いまの若い方はあまりテレビをご覧にならないと聞きますが、私が小さいころの娯楽のメインはテレビでした。
それで最近、思ったことがあります。古典と言われるものの多くは、かつて娯楽だったものではないかと。
この点について、私が比較的詳しいと言える古典である「クラシック音楽」と「聖書」について、見てみたいと思います。
たとえば、バッハの「マタイ受難曲」は3時間以上もかかる曲です。どうしてこんなに長いものを昔の人は聴いていたのか、長いことなぞでしたが、考えてみるとこれは昔の映画かテレビに相当するのです。
バッハの、日曜日ごとに上演されたカンタータは、毎週見る(聴く)30分番組だったのです。すると受難曲は「おおみそか3時間スペシャル」に相当するのでしょう。受難節は、イースター前の「季節」ですからね。「あけましておめでとう(イースターおめでとう)」の前に見る(聴く)3時間スペシャルだったのです。確かに男女が交互に歌っていて、まるで紅白歌合戦のようでもあります。
クラシック音楽の話はこのへんにしまして、「聖書」のお話をいたします。これは日本では弥生時代くらい前の話です。皆さん1週間のうち1日は休んで(当時も7日に1度が休みでした)、会堂に行き、字の読める人の聖書の朗読を聴いたのだと想像します。たとえばモーセが海を割るシーンなど、皆さんわくわくしながら聴いていたのではないでしょうか。(現代でもモーセの海を割るシーンは映画になります。)「イエス十二弟子」は「真田十勇士」か「白波五人男」か「ゴレンジャー」に相当するのでしょう。「敵をばったばったと倒す話」とか「どっきり番組」みたいなものもありますし、「ちょっと本気でいい話」もたまにあります。

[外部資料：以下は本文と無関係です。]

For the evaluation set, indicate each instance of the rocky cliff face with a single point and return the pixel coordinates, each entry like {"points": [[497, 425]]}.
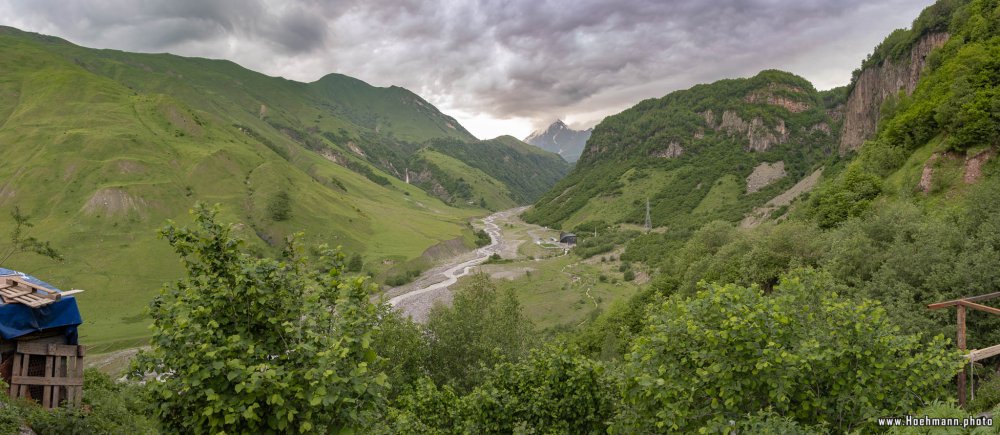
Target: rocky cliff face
{"points": [[874, 85]]}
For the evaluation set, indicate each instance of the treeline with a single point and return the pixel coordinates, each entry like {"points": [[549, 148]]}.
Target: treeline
{"points": [[629, 141]]}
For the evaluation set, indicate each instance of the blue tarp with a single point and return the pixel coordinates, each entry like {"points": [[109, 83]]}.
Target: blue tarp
{"points": [[19, 319]]}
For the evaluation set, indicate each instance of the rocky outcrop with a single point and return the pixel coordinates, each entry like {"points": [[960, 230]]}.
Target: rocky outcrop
{"points": [[761, 214], [765, 174], [974, 165], [759, 136], [875, 84], [672, 151], [770, 96], [927, 174]]}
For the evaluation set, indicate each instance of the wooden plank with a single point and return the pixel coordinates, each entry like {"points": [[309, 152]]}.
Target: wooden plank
{"points": [[16, 370], [961, 345], [70, 292], [955, 302], [39, 380], [986, 352], [36, 287], [979, 307], [25, 367], [47, 390], [15, 292], [48, 349]]}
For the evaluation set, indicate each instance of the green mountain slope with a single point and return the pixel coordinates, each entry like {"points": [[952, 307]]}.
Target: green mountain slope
{"points": [[936, 143], [101, 147], [691, 153]]}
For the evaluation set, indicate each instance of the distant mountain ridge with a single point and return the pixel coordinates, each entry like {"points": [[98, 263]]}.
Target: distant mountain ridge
{"points": [[101, 147], [712, 152], [560, 139]]}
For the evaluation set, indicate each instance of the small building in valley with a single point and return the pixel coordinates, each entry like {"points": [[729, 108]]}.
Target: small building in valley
{"points": [[40, 356]]}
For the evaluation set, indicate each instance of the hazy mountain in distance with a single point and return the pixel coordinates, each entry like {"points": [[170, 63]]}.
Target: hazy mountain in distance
{"points": [[561, 139]]}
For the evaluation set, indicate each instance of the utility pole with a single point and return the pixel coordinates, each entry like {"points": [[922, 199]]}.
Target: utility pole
{"points": [[649, 221]]}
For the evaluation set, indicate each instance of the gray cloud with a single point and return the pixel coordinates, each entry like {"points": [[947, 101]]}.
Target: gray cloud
{"points": [[533, 59]]}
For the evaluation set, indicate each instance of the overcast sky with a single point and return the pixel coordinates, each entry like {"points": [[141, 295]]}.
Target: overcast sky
{"points": [[499, 67]]}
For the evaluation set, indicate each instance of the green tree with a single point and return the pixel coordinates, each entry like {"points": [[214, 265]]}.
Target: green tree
{"points": [[20, 242], [260, 345], [804, 352], [553, 390], [483, 326]]}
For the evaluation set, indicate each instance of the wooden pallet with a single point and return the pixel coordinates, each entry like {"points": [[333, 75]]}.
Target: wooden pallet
{"points": [[17, 290], [61, 377]]}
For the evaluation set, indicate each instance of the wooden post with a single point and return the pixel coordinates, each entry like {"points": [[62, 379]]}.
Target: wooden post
{"points": [[961, 346]]}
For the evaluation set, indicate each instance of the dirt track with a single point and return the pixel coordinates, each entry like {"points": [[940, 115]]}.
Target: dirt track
{"points": [[417, 298]]}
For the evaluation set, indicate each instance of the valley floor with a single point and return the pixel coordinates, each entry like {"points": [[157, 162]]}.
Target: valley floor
{"points": [[556, 288]]}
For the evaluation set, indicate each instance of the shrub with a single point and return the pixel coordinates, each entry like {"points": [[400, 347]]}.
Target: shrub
{"points": [[805, 352], [249, 344]]}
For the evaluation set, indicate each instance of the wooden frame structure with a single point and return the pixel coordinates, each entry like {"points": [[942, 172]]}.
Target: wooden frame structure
{"points": [[976, 354], [61, 377], [14, 289]]}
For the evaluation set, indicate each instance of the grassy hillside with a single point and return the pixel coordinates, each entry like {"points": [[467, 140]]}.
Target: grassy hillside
{"points": [[692, 144], [102, 147]]}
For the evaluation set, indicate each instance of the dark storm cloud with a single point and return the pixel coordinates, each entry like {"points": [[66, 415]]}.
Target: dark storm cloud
{"points": [[533, 59]]}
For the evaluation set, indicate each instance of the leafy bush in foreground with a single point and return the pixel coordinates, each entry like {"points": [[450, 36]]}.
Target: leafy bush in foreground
{"points": [[260, 345]]}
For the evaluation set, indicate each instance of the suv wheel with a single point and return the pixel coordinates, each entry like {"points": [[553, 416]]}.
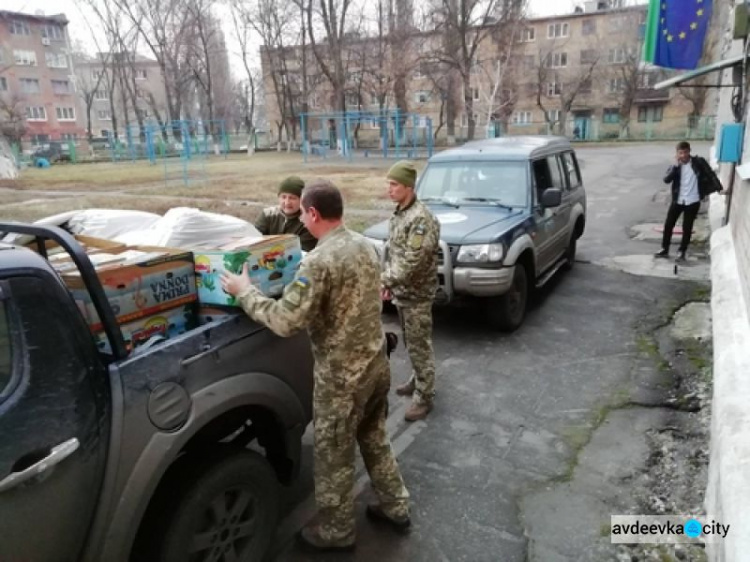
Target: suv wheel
{"points": [[507, 311], [225, 508]]}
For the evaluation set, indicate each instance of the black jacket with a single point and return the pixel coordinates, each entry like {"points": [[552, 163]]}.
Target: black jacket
{"points": [[708, 182]]}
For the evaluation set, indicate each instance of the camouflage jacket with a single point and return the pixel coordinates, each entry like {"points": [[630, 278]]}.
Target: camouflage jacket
{"points": [[336, 296], [273, 221], [410, 270]]}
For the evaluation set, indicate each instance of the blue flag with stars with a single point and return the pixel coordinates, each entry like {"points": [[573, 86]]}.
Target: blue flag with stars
{"points": [[676, 32]]}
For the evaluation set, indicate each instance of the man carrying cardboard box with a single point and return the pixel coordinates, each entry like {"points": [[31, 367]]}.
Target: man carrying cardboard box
{"points": [[336, 296], [285, 218]]}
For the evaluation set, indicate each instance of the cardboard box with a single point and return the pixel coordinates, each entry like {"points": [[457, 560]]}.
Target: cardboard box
{"points": [[207, 314], [166, 324], [272, 260], [138, 281]]}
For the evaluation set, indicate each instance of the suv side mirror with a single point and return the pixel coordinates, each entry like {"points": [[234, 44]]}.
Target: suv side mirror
{"points": [[551, 197]]}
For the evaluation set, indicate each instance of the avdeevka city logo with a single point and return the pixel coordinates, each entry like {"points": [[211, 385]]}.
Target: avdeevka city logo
{"points": [[693, 528]]}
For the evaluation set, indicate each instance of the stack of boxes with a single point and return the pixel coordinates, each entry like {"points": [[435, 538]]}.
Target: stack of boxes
{"points": [[165, 292]]}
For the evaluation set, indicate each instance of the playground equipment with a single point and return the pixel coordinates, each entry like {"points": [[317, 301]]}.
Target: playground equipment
{"points": [[386, 133], [182, 147]]}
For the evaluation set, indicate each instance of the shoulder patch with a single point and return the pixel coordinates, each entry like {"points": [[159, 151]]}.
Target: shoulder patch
{"points": [[293, 295]]}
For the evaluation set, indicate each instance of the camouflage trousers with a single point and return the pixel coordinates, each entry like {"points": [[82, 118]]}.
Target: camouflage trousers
{"points": [[416, 324], [341, 421]]}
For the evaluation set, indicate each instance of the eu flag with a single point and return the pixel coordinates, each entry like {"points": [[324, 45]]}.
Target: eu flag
{"points": [[676, 31]]}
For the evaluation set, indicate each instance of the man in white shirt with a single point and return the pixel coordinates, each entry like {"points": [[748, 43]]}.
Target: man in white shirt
{"points": [[692, 181]]}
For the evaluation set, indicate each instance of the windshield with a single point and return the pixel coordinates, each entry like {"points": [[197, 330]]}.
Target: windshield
{"points": [[479, 182]]}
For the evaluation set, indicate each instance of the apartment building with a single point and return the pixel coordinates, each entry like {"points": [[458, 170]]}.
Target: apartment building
{"points": [[579, 74], [38, 101], [119, 92]]}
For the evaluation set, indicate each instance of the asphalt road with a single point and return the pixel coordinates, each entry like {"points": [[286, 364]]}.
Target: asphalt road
{"points": [[511, 409]]}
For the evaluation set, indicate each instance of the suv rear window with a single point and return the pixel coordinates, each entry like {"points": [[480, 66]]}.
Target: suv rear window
{"points": [[6, 351]]}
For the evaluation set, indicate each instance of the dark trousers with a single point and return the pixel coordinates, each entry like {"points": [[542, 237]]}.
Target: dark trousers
{"points": [[675, 210]]}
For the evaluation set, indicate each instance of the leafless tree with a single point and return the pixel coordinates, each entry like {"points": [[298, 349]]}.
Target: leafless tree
{"points": [[465, 24], [12, 117]]}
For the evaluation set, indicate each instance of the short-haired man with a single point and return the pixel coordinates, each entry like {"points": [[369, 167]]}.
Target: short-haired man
{"points": [[409, 278], [285, 217], [692, 181], [336, 296]]}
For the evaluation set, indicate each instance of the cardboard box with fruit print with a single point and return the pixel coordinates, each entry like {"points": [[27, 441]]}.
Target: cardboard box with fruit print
{"points": [[272, 262]]}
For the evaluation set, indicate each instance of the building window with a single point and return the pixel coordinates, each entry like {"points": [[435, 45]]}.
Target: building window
{"points": [[24, 58], [650, 113], [423, 96], [53, 32], [30, 85], [620, 23], [18, 27], [56, 60], [616, 85], [60, 87], [617, 56], [555, 30], [611, 115], [65, 114], [39, 139], [589, 56], [647, 80], [37, 113], [557, 60], [588, 27]]}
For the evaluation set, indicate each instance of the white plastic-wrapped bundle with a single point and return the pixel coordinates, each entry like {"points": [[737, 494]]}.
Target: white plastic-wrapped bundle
{"points": [[110, 223], [188, 228]]}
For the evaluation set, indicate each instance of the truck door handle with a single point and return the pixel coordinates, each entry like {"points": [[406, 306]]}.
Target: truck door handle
{"points": [[56, 456]]}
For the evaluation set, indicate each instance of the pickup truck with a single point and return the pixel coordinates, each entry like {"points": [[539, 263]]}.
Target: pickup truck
{"points": [[511, 211], [172, 452]]}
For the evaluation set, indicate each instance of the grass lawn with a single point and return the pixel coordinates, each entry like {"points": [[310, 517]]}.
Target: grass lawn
{"points": [[238, 185]]}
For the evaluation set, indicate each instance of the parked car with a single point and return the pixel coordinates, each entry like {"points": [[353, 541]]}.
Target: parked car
{"points": [[52, 152], [511, 210], [138, 455]]}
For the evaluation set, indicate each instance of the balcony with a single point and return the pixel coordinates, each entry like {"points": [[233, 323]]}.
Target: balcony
{"points": [[649, 95]]}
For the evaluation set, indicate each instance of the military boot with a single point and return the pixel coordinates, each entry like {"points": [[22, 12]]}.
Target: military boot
{"points": [[406, 389], [417, 411], [375, 512]]}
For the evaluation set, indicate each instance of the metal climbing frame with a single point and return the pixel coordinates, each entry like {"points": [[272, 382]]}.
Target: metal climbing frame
{"points": [[399, 134]]}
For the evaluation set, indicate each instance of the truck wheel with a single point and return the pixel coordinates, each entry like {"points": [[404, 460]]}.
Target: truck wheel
{"points": [[507, 311], [226, 509], [570, 253]]}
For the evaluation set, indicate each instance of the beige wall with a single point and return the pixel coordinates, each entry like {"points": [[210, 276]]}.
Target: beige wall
{"points": [[613, 29]]}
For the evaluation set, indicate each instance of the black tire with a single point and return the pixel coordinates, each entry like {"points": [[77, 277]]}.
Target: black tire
{"points": [[228, 504], [506, 312], [570, 254]]}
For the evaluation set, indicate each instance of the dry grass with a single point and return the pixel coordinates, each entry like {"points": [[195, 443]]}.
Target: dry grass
{"points": [[238, 185]]}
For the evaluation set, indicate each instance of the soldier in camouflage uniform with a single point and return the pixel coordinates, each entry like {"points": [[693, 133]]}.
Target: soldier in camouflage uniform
{"points": [[335, 295], [284, 218], [410, 280]]}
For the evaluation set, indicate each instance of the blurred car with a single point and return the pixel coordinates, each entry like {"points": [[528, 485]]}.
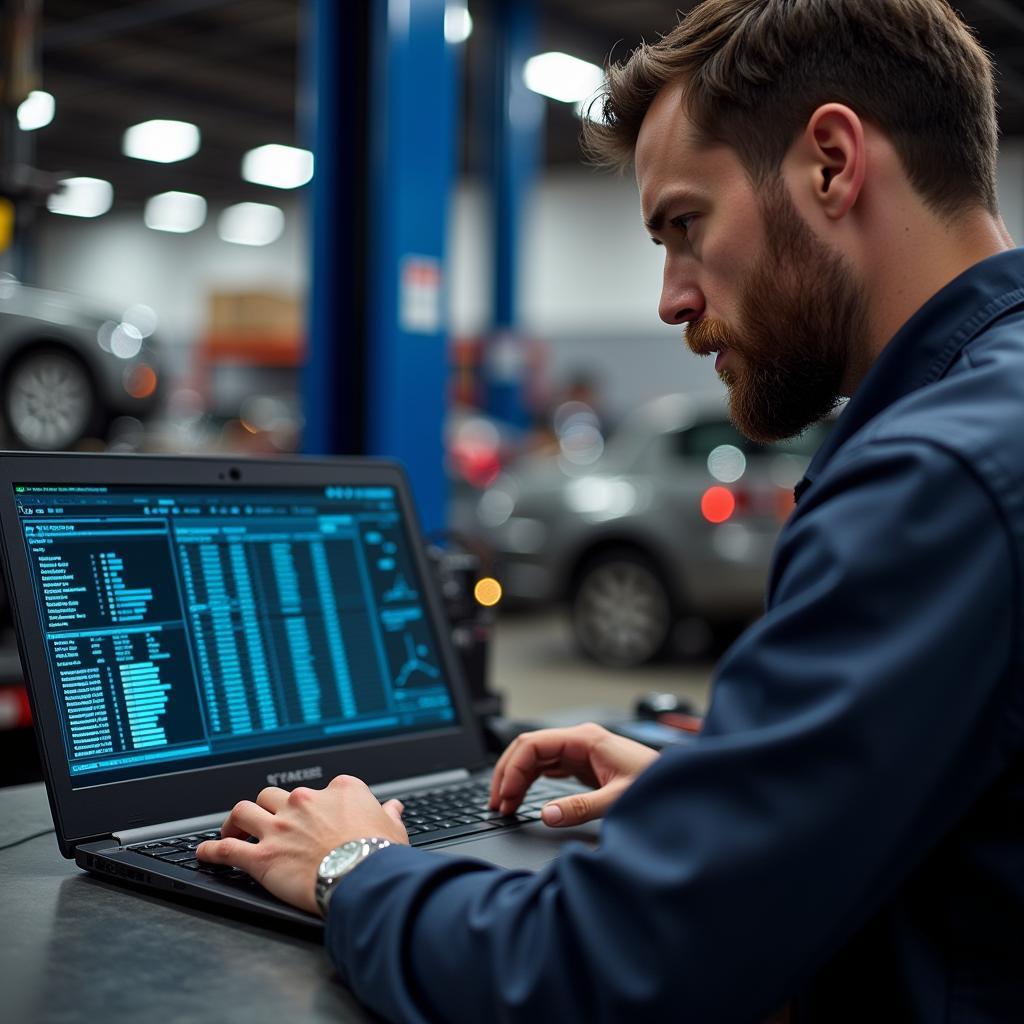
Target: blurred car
{"points": [[67, 370], [675, 518]]}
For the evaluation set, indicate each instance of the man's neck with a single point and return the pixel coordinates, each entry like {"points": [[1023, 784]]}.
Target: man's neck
{"points": [[915, 262]]}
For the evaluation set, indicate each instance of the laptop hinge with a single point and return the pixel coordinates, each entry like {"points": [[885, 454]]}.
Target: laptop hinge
{"points": [[420, 781], [129, 837]]}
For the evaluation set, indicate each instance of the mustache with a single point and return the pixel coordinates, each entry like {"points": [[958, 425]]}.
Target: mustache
{"points": [[707, 336]]}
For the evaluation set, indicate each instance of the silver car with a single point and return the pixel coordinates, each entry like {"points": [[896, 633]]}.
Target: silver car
{"points": [[675, 520], [68, 371]]}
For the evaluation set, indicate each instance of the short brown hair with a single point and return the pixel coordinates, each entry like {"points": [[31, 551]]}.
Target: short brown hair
{"points": [[755, 71]]}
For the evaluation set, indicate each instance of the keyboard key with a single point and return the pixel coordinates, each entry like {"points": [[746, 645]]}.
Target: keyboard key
{"points": [[178, 855], [453, 833]]}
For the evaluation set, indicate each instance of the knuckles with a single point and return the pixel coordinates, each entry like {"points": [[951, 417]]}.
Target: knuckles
{"points": [[578, 806]]}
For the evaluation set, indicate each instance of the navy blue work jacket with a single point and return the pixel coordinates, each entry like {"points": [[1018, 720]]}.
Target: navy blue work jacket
{"points": [[848, 832]]}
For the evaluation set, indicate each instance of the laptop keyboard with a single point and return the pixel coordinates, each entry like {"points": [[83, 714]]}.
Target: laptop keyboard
{"points": [[431, 815]]}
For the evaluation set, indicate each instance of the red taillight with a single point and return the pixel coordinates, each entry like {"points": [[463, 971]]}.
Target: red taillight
{"points": [[718, 504]]}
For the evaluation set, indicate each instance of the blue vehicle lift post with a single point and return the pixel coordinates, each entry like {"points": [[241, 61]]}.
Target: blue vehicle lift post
{"points": [[392, 368]]}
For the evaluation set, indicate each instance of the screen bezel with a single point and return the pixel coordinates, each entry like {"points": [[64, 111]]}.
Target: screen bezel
{"points": [[88, 812]]}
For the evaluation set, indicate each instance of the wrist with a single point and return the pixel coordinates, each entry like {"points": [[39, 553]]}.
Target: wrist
{"points": [[339, 862]]}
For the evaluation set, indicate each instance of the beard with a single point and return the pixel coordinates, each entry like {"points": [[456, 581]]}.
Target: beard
{"points": [[803, 316]]}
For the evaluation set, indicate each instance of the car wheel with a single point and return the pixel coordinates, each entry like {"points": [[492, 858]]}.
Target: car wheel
{"points": [[49, 401], [622, 610]]}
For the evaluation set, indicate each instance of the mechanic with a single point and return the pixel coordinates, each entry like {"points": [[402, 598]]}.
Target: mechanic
{"points": [[846, 838]]}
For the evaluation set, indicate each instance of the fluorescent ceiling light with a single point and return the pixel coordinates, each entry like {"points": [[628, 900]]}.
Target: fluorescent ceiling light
{"points": [[251, 223], [278, 166], [458, 24], [36, 111], [559, 76], [177, 212], [161, 141], [82, 198]]}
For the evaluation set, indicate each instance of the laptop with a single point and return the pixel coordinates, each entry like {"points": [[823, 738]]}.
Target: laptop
{"points": [[193, 630]]}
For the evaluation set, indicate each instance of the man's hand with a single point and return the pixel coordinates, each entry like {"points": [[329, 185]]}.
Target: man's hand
{"points": [[295, 830], [593, 755]]}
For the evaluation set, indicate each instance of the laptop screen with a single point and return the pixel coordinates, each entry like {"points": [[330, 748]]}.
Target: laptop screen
{"points": [[189, 627]]}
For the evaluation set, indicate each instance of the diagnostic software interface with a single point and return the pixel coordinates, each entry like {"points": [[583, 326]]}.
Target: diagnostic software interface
{"points": [[188, 627]]}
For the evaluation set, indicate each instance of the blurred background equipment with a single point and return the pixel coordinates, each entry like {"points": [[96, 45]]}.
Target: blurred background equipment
{"points": [[669, 525], [68, 372], [276, 225]]}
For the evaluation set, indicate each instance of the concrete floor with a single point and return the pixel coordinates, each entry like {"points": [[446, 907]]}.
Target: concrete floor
{"points": [[536, 666]]}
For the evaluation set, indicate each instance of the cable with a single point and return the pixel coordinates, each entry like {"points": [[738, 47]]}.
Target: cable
{"points": [[25, 839]]}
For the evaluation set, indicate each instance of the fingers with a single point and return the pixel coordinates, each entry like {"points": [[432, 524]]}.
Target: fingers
{"points": [[246, 819], [394, 809], [582, 806], [562, 752], [235, 852]]}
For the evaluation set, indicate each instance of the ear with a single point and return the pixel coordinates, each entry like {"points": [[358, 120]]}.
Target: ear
{"points": [[832, 159]]}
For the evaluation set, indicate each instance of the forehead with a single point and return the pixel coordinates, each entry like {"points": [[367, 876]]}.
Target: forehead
{"points": [[671, 158]]}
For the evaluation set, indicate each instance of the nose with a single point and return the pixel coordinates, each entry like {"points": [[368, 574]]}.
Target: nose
{"points": [[681, 301]]}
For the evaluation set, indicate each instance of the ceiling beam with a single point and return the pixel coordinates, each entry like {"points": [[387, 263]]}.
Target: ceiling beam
{"points": [[141, 14]]}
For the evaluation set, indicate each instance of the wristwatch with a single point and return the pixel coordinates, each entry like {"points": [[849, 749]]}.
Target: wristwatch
{"points": [[339, 862]]}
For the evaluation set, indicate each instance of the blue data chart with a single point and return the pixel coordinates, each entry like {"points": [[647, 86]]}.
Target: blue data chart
{"points": [[197, 625]]}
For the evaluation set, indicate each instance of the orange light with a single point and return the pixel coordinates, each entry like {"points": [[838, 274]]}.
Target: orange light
{"points": [[140, 381], [718, 504], [487, 592]]}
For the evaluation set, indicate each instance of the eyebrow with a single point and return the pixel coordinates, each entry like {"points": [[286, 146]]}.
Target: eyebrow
{"points": [[656, 220]]}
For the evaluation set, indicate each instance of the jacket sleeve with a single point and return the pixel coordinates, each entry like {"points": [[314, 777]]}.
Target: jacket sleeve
{"points": [[849, 729]]}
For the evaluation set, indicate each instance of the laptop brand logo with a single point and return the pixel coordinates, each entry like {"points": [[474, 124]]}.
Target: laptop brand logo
{"points": [[296, 775]]}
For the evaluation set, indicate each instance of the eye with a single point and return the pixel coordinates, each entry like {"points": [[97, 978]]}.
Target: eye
{"points": [[682, 223]]}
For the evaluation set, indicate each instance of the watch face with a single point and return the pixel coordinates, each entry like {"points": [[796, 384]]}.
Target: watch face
{"points": [[337, 860]]}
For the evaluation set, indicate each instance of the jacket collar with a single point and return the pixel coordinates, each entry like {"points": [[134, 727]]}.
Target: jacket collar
{"points": [[928, 344]]}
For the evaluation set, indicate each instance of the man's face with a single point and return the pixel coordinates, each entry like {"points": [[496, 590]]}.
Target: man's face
{"points": [[749, 279]]}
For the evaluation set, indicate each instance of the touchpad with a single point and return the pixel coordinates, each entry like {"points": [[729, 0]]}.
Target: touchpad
{"points": [[527, 848]]}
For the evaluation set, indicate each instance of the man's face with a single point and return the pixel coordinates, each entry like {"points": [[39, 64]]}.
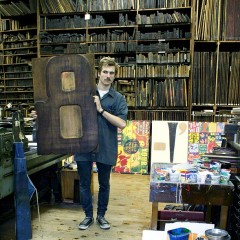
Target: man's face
{"points": [[107, 75]]}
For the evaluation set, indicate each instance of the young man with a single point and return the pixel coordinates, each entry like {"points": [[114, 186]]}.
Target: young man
{"points": [[112, 114]]}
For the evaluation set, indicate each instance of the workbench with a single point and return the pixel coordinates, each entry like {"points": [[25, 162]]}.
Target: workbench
{"points": [[191, 193], [35, 163]]}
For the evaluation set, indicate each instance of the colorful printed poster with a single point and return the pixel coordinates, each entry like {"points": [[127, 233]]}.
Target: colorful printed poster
{"points": [[169, 142], [133, 147], [204, 140]]}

このように、「聖書は昔のテレビだったのだ」と思うとかなり腑に落ちるものがあります。もちろん教訓的な話もありますが、基本的に聖書はエンターテインメントですね。
現代でも、流行るものほど校則で禁止される傾向にあります。ツーブロックは禁止だそうですね(よく知らないですけど。すみません)。そして、バッハは「クラシック音楽(古典音楽)」となり、「聴いている人は立派な人」という感じになっています。聖書を読んでいる人も「立派な人」みたいな感じになっています。もしかしたら、あまり今の若い人がテレビを見ないと「もっとちゃんとテレビを見なさい」と言われるようになるかもしれません。ならないか。